Memorial of St. Augustine, bishop and doctor of the Church
(I Thessalonians 1:1-5.8b-10; Matthew 23:13-22)
The word August comes from the Latin verb augere which means to increase. As an adjective, august means great or magnificent. The month of August is not necessarily greater than any other. It derives its name from Caesar Augustus, the “great Caesar” if you will, who rivaled in fame his stepfather Julius. Augustine is a diminutive meaning little August. Notwithstanding, St. Augustine was an intellectual and religious giant.
Augustine’s story is well known from his book The Confessions which is said to be the first autobiography ever written. He was born and educated in North Africa where he followed for a time the teachings of Mani, an Iranian prophet who taught the inherent evil of anything material. Augustine nevertheless had a concubine who gave birth to his son. Eventually Augustine saw the flaw of Manichaeism and converted to Christianity, the religion of his mother. He became a monk, a priest, a bishop and the greatest theologian of the Church in the West during the first millennium, at least. His writings on the Trinity, the Church and sacraments, and especially on grace provide a basic catechesis to this day.

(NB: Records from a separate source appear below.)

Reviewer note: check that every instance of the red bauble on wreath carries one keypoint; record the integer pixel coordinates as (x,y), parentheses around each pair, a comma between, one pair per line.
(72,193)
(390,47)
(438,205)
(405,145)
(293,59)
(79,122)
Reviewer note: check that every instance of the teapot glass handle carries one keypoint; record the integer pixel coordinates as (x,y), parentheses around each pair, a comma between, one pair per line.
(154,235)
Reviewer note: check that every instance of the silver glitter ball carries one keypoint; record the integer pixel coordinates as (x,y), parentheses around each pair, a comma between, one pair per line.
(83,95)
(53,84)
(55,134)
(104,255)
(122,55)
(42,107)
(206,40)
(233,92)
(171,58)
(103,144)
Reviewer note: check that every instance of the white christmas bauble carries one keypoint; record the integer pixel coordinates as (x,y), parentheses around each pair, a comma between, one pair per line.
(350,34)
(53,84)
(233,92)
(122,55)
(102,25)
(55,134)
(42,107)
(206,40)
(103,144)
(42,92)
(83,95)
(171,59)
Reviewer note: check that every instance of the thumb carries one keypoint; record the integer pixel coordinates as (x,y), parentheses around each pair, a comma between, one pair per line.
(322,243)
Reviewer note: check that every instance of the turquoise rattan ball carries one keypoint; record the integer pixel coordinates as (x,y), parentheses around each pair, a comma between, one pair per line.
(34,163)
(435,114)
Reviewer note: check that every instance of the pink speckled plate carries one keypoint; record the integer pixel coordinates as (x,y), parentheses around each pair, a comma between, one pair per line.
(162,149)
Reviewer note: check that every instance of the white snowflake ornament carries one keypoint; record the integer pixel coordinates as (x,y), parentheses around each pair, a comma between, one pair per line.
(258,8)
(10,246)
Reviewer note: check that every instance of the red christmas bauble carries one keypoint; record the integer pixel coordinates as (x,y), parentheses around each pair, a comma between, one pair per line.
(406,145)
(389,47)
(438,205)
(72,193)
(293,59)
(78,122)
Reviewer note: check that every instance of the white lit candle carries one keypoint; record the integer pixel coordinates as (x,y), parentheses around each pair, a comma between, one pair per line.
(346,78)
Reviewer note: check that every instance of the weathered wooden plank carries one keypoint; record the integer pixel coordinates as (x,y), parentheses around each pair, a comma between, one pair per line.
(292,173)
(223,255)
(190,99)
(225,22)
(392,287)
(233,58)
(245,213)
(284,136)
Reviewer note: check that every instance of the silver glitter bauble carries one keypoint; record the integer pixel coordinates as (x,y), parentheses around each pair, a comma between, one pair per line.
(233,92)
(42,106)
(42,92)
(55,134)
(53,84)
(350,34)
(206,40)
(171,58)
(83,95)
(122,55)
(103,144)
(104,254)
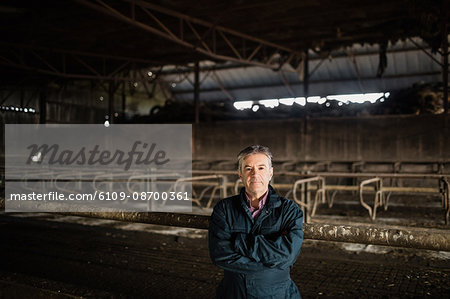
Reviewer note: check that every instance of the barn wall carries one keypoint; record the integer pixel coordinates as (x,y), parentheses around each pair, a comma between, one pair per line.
(382,138)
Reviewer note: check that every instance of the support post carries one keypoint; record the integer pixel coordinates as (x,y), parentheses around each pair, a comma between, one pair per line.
(197,92)
(43,106)
(444,47)
(306,75)
(111,102)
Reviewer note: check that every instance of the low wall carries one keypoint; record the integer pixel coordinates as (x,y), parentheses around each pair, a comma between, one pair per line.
(423,138)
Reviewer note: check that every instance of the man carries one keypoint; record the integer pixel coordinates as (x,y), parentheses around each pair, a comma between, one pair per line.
(256,236)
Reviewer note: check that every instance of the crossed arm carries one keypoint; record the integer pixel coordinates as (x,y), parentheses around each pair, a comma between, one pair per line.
(246,252)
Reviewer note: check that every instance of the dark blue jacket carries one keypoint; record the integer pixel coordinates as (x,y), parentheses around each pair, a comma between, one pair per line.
(256,255)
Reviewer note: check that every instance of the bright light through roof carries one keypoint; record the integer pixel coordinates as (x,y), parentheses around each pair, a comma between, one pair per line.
(272,103)
(313,99)
(301,101)
(241,105)
(357,98)
(341,98)
(287,101)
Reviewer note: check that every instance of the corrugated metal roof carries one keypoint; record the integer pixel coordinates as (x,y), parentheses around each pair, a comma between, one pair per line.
(350,70)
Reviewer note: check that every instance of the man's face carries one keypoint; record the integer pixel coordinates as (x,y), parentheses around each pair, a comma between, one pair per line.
(256,174)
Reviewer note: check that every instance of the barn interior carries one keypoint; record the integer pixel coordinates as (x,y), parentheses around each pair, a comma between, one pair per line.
(350,96)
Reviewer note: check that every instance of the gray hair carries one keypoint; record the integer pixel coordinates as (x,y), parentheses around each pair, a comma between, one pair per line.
(251,150)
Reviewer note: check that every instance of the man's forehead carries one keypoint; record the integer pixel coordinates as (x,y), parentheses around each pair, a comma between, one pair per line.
(258,159)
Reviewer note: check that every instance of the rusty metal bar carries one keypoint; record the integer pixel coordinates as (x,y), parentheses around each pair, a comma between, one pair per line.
(430,239)
(396,237)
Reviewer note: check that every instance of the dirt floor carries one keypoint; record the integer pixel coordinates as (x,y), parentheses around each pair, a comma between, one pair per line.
(51,256)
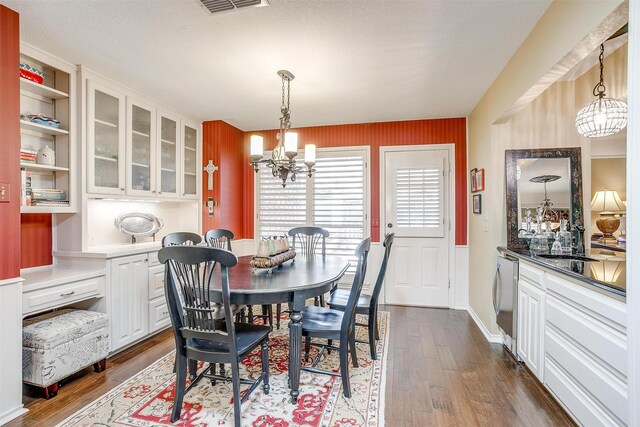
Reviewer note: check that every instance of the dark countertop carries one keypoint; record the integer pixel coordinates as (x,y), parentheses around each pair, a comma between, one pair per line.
(607,273)
(622,247)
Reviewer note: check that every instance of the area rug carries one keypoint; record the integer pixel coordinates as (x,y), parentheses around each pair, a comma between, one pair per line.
(146,399)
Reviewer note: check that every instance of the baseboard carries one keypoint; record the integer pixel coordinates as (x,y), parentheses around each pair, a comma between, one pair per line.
(10,415)
(492,338)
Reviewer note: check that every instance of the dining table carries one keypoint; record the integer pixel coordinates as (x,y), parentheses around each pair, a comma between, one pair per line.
(292,282)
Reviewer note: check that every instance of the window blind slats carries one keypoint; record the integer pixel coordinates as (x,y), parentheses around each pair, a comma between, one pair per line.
(337,202)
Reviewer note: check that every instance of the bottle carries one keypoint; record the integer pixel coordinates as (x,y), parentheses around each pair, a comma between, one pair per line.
(565,237)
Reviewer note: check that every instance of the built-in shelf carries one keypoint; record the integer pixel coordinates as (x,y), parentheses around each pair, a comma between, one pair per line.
(42,128)
(102,122)
(37,167)
(42,90)
(108,159)
(46,209)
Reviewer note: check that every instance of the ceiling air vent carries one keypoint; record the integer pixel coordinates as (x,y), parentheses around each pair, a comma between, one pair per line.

In today’s first reading Paul tells the Thessalonians that the gospel did not come to them in word alone but “in power and in the Holy Spirit and with much conviction.” Augustine’s life reflects that phrase. He was impressed by the Christian message, but it was the Holy Spirit who led him through a number of personal experiences to embrace both the cross and the resurrection of Jesus. The same Spirit works within us to give up the quest for pleasure and comfort and seek a fuller love for others.